Hasilnya, ikan tersebut merupakan jenis baru yang kemudian disebut Latimeria menadoensis dan dipublikasikan di jurnal ilmiah Perancis, Comtes Rendus de L’Academie des Sience (24 Mei 1999). Identifikasi taksonomi itu mengejutkan ahli zoologi sedunia karena sejak tahun 1940 dunia hanya mengenal satu spesies coelacanth (Latimeria chalumnae) yang ditemukan di barat Madagaskar (1938), sekitar 10.000 kilometer dari Manado.

Ada kisah menarik di balik penerbitan spesies baru dari Manado itu.
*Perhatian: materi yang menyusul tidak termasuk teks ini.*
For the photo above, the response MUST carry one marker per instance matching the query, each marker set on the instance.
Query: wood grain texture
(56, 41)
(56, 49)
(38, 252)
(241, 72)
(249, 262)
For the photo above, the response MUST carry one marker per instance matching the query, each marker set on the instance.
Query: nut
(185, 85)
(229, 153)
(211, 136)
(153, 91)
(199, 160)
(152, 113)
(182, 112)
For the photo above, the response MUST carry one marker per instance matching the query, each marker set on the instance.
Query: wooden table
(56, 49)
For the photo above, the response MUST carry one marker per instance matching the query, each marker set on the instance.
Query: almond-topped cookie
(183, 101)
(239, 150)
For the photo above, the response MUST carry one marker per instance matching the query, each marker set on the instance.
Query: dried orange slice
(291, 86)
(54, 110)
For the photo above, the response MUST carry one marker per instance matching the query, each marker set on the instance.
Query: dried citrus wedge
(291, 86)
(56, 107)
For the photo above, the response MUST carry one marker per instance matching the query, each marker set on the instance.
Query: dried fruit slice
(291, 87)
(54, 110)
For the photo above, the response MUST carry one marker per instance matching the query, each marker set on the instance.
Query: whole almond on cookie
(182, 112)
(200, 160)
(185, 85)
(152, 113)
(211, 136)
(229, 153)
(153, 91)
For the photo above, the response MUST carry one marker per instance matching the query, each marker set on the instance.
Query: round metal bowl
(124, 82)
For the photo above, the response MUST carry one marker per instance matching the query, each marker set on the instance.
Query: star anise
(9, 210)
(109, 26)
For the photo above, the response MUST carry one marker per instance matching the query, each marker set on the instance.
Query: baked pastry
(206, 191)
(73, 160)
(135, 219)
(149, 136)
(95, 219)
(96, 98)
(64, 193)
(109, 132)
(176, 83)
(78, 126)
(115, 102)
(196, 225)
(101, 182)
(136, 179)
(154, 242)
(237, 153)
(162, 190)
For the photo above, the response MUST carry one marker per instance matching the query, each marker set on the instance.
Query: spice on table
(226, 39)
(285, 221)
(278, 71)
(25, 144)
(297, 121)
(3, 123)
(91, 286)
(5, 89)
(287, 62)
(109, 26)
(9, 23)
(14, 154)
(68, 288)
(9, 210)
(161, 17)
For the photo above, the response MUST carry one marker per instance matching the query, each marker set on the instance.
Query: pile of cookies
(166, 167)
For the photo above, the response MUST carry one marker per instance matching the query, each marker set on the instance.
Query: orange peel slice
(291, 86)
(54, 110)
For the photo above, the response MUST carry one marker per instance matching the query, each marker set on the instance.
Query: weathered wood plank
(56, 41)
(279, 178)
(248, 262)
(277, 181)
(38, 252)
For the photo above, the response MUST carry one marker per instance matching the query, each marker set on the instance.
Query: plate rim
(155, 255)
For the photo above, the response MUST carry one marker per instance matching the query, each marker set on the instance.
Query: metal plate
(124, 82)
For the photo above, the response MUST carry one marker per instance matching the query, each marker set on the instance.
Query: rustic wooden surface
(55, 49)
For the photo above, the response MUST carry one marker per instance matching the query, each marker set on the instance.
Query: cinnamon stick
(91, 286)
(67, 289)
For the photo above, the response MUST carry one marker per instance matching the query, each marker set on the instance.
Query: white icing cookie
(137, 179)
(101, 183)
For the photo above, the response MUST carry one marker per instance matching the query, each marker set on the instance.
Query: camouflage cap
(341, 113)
Agus mengisahkan, kelompok peneliti di Indonesia bersaing dengan peneliti dari Amerika Serikat, yang disebut-sebut menghalangi publikasinya di jurnal bergengsi, Nature. ”Toh, akhirnya bisa juga.”
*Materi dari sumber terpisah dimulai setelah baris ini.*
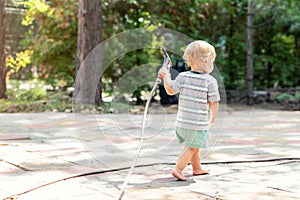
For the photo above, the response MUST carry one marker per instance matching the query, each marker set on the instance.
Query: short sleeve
(213, 91)
(176, 84)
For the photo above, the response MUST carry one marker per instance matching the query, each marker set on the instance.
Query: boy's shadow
(164, 182)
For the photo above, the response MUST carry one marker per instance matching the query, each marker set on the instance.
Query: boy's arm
(165, 76)
(213, 107)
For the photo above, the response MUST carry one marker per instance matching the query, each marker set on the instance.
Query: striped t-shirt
(196, 90)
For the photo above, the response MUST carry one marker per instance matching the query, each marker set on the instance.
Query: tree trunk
(2, 51)
(250, 52)
(89, 36)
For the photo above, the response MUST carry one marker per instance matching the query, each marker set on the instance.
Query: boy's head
(200, 55)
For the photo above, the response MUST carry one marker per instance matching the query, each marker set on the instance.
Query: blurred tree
(2, 52)
(89, 36)
(52, 38)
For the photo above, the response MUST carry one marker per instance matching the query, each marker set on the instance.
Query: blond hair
(197, 51)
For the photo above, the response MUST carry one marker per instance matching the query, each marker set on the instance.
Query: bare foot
(200, 172)
(178, 175)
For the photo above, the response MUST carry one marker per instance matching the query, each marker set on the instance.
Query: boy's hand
(163, 72)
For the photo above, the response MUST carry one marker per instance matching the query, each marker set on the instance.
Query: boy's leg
(196, 164)
(182, 162)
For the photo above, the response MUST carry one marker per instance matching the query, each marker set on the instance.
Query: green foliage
(21, 60)
(26, 91)
(52, 37)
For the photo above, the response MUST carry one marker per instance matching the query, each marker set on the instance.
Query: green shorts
(192, 138)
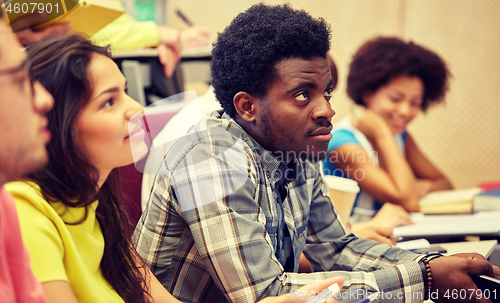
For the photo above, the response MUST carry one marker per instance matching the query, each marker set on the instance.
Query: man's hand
(195, 36)
(168, 57)
(453, 273)
(27, 35)
(300, 296)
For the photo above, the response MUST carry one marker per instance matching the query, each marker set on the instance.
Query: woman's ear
(245, 105)
(367, 98)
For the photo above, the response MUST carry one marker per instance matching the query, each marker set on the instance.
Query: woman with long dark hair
(70, 213)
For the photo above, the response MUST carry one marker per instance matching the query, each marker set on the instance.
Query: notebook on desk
(457, 201)
(480, 223)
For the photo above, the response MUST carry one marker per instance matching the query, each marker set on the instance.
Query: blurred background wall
(462, 137)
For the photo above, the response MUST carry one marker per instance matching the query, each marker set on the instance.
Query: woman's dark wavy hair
(382, 59)
(61, 65)
(245, 55)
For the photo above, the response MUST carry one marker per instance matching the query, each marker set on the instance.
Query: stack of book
(462, 201)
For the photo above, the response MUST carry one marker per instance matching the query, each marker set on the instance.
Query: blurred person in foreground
(23, 129)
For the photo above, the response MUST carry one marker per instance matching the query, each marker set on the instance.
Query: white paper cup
(342, 194)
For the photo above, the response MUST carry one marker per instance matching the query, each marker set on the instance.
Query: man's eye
(109, 103)
(302, 96)
(328, 93)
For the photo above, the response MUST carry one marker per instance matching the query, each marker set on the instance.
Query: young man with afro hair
(241, 195)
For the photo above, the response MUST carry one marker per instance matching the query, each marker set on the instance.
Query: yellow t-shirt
(61, 251)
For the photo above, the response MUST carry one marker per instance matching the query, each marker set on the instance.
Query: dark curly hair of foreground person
(382, 59)
(246, 53)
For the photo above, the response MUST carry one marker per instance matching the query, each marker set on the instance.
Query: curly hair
(382, 59)
(245, 54)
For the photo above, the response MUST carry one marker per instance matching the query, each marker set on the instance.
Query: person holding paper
(395, 81)
(26, 35)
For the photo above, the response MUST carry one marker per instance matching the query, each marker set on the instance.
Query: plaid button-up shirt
(212, 230)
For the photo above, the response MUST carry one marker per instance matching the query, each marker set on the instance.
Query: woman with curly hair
(395, 81)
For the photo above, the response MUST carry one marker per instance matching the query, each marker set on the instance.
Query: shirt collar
(276, 171)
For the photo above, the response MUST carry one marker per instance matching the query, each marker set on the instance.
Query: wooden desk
(485, 248)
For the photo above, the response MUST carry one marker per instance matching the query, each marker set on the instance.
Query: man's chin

Secara fisik, sekilas fosil hidup tampak seperti ikan kerapu macan. Loreng-loreng gelap bergigi tajam.

Keunikan paling nyata adalah keberadaan sepasang sirip dada, sirip perut, satu sirip anal (bagian belakang bawah), dan satu sirip punggung yang tidak menyatu dengan tubuh, tetapi menjulur seperti tungkai layaknya tangan manusia.

Untuk tetap pada posisinya, coelacanth menggerakkan sirip perut dan sirip dadanya seperti dayung. Gerakan maju datang dari sirip anal dan sirip punggung belakang.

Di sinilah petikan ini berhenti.